Catholic hospital chains are growing the fastest Nonchurch institutions that merge with them usually ban abortions

Health care

March 15, 1998|By M. William Salganik | M. William Salganik,SUN STAFF

When nonsectarian Liberty Medical Center merged with Bon Secours Baltimore Health System a year and a half ago, it became a Roman Catholic hospital in every sense.

The signs of the change at the West Baltimore hospital ranged from prayers at the beginning of meetings to nuns counseling patients on a commitment to follow Catholic directives prohibiting contraception and sterilization.

On the other hand, when the Memorial Hospital of Cumberland joined two years ago with nearby Sacred Heart Hospital to form Western Maryland Health System, Memorial continued performing not only sterilizations but abortions.

Church doctrine outlaws in vitro fertilization and male and female sterilizations, such as tubal ligations and vasectomies.

As Catholic hospitals are merging or forming other affiliations with non-Catholic ones, the extent to which the non-Catholic partner agrees to follow church directives varies considerably.

But what is clear is that Catholic hospital systems are growing rapidly by merger and acquisition.

In its most recent annual study of hospital mergers, the trade journal Modern Healthcare found the two chains that grew fastest in 1996 were not the for-profit giants such as Columbia/HCA, but Catholic Healthcare West and Sisters of the Sorrowful Mother-U.S. Health System.

The issues around such mergers have come into sharper focus here as St. Joseph Medical Center conducts talks with its Towson neighbor, Greater Baltimore Medical Center.

Benjamin R. Civiletti, GBMC's board chairman, said if the board concludes a deal with St. Joseph, GBMC would stop doing abortions, although it would continue to offer such services as tubal ligations and in-vitro fertilization.

The potential deal has stirred apprehension because GBMC has a strong specialty in women's services, including in-vitro fertilization.

The product of a 1965 merger, GBMC is a descendant of the Hospital for the Women of Maryland and was designed from the beginning to offer "complete services for women -- there were no ifs, ands or buts," said Jeanne Baetjer, who was president of the Women's Hospital when the merger was negotiated and was the first president of GBMC's board.

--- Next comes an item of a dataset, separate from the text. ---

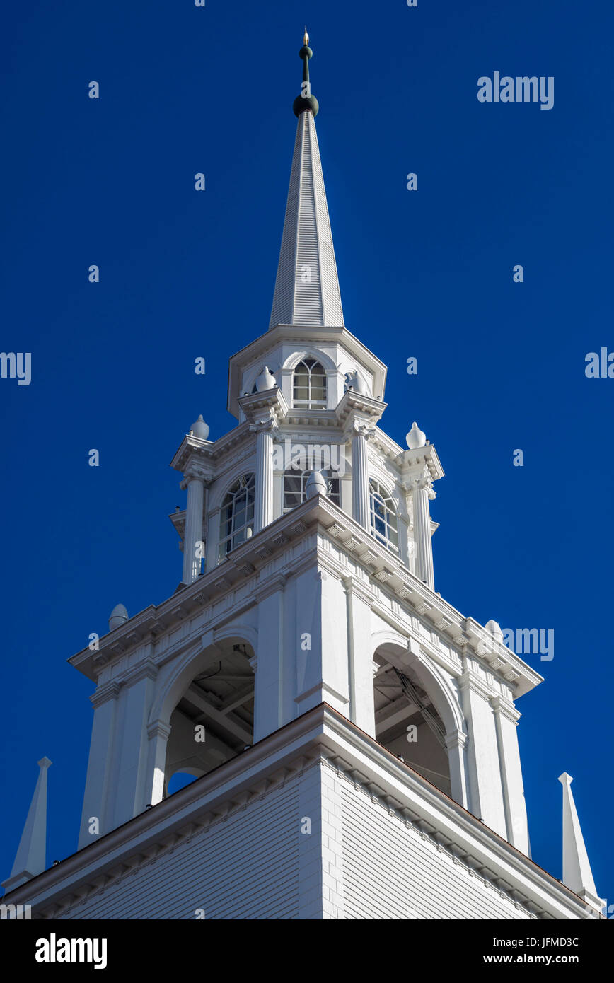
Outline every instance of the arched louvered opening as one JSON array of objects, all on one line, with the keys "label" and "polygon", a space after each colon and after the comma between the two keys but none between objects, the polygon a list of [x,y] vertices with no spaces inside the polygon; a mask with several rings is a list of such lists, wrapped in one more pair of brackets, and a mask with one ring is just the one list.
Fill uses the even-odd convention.
[{"label": "arched louvered opening", "polygon": [[316,359],[303,359],[295,367],[292,405],[296,408],[326,410],[327,377],[324,367]]},{"label": "arched louvered opening", "polygon": [[372,478],[369,482],[371,535],[392,552],[399,552],[399,516],[397,506],[384,486]]},{"label": "arched louvered opening", "polygon": [[218,646],[221,658],[192,680],[170,716],[163,796],[241,754],[254,740],[254,651]]},{"label": "arched louvered opening", "polygon": [[381,646],[374,659],[378,665],[374,678],[376,738],[418,775],[452,795],[444,722],[414,670],[399,668],[399,657],[394,658],[396,665],[389,660],[387,646]]},{"label": "arched louvered opening", "polygon": [[219,513],[219,546],[217,559],[254,535],[254,504],[256,476],[241,475],[228,489]]}]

Now, she said, "I think that's in jeopardy."

Beyond abortion, other services such as in-vitro fertilization might "die of neglect" over time, as the new, combined entity makes future decisions about budgets, hiring and adoption of new technology, said Cynthia L. H. Crawley. She chairs the current Women's Hospital board, which still exists as a charity, giving about half a million dollars a year to GBMC.

Civiletti argues that abortions are only a small part of the hospital's services, and that a GBMC-St. Joseph alliance could dominate the North Baltimore market and assure GBMC's mission far into the future.

The GBMC-St. Joseph situation echoes a debate being played out around the country as hospitals -- including the Catholic systems that dominate the large nonprofit chains -- continue combining at a rapid rate.

Large cash reserves

"All [the Catholic hospitals] do deals with non-Catholic hospitals, and they're all pretty aggressive," said Bruce Japsen, a reporter for Modern Healthcare. Many have large cash reserves, enabling them in some cases to outbid for-profit chains for acquisition targets, he said.

With about $2 billion in investments and cash, the Wall Street Journal said recently, the Daughters of Charity National Health System has become known as the "Daughters of Currency." In Maryland, the Daughters of Charity own St. Agnes Hospital in Catonsville and Sacred Heart in Cumberland.

One sizable national system -- although not among the top 10 Catholic chains -- is headquartered in Maryland.

The Marriottsville-based Bon Secours Health System, which operates 15 hospitals, including Bon Secours Hospital and Liberty in Baltimore, has doubled in size in the past four years and its annual revenue exceeds $1 billion.

Among the most aggressive systems, according to Japsen, is Catholic Health Initiatives, the parent of St. Joseph. Based in Denver, it was formed two years ago by a merger of the Franciscan Health System, the Sisters of Charity Health Care System and Catholic Health Corp.

From 60 hospitals and $3.5 billion in annual revenue at the end of 1996, it now has 69 hospitals in 22 states with annual revenues of $4.7 billion.

Abortion is not the major issue in the mergers, since relatively few hospitals do abortions anyway, said Frances Kissling, president of Washington-based Catholics for a Free Choice.

According to the Alan Guttmacher Institute, which studies reproductive health, only 7 percent of abortions nationally were done in hospitals in 1992, the last year for which it had complete data.

In contrast, 69 percent are done in specialized abortion clinics and 20 percent are done in general clinics and ambulatory surgical centers. In the Baltimore metropolitan area in 1992, 16 hospitals and 12 nonhospital providers performed 17,880 abortions.